I am currently using python to scrape this site, with thousands of pages and it is doing fine, but it takes a couple of hours to go through all the pages in parts (because I have a short delay between each page which I believe is fair to the provider of the site.) However on the real site there is a dropdown menu with an option to display more results on the page. In the HTML that looks like this:
<div class="page-sizer">
<select id="itemsPerPage" class="form-control input-sm">
<option value="10" selected>10</option>
<option value="50" >50</option>
<option value="200" >200</option>
</select>
</div>
<script>
$(document).on('bb:ready', function () {
var pageSizeOptions = {
setPageSizeUrl: '/Pager/SetPageSize'
};
ScrapeThisWebsite.PageSize.init(pageSizeOptions);
});
</script>
Is there any way for me to automatically display the 200 results per page instead of only 10 and save some time for the provider and me? The selection does not show in the link. So, if I copy the page-link to another browser, it returns to the default.

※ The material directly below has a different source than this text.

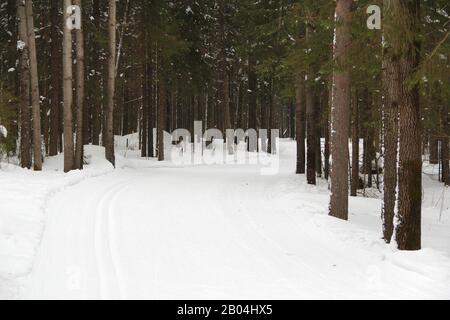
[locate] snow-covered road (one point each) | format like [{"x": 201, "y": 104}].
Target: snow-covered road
[{"x": 220, "y": 232}]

I'm going through the pages using the following simple steps:
myheaders = {'User-Agent': 'Mozilla/5.0 (Windows NT 6.1; WOW64) AppleWebKit/537.36 (KHTML, like Gecko) Chrome/56.0.2924.76 Safari/537.36', "Upgrade-Insecure-Requests": "1","DNT": "1","Accept": "text/html,application/xhtml+xml,application/xml;q=0.9,*/*;q=0.8","Accept-Language": "en-US,en;q=0.5","Accept-Encoding": "gzip, deflate"}
page = requests.get(url,headers=myheaders)
Is it linked to how the page is loaded?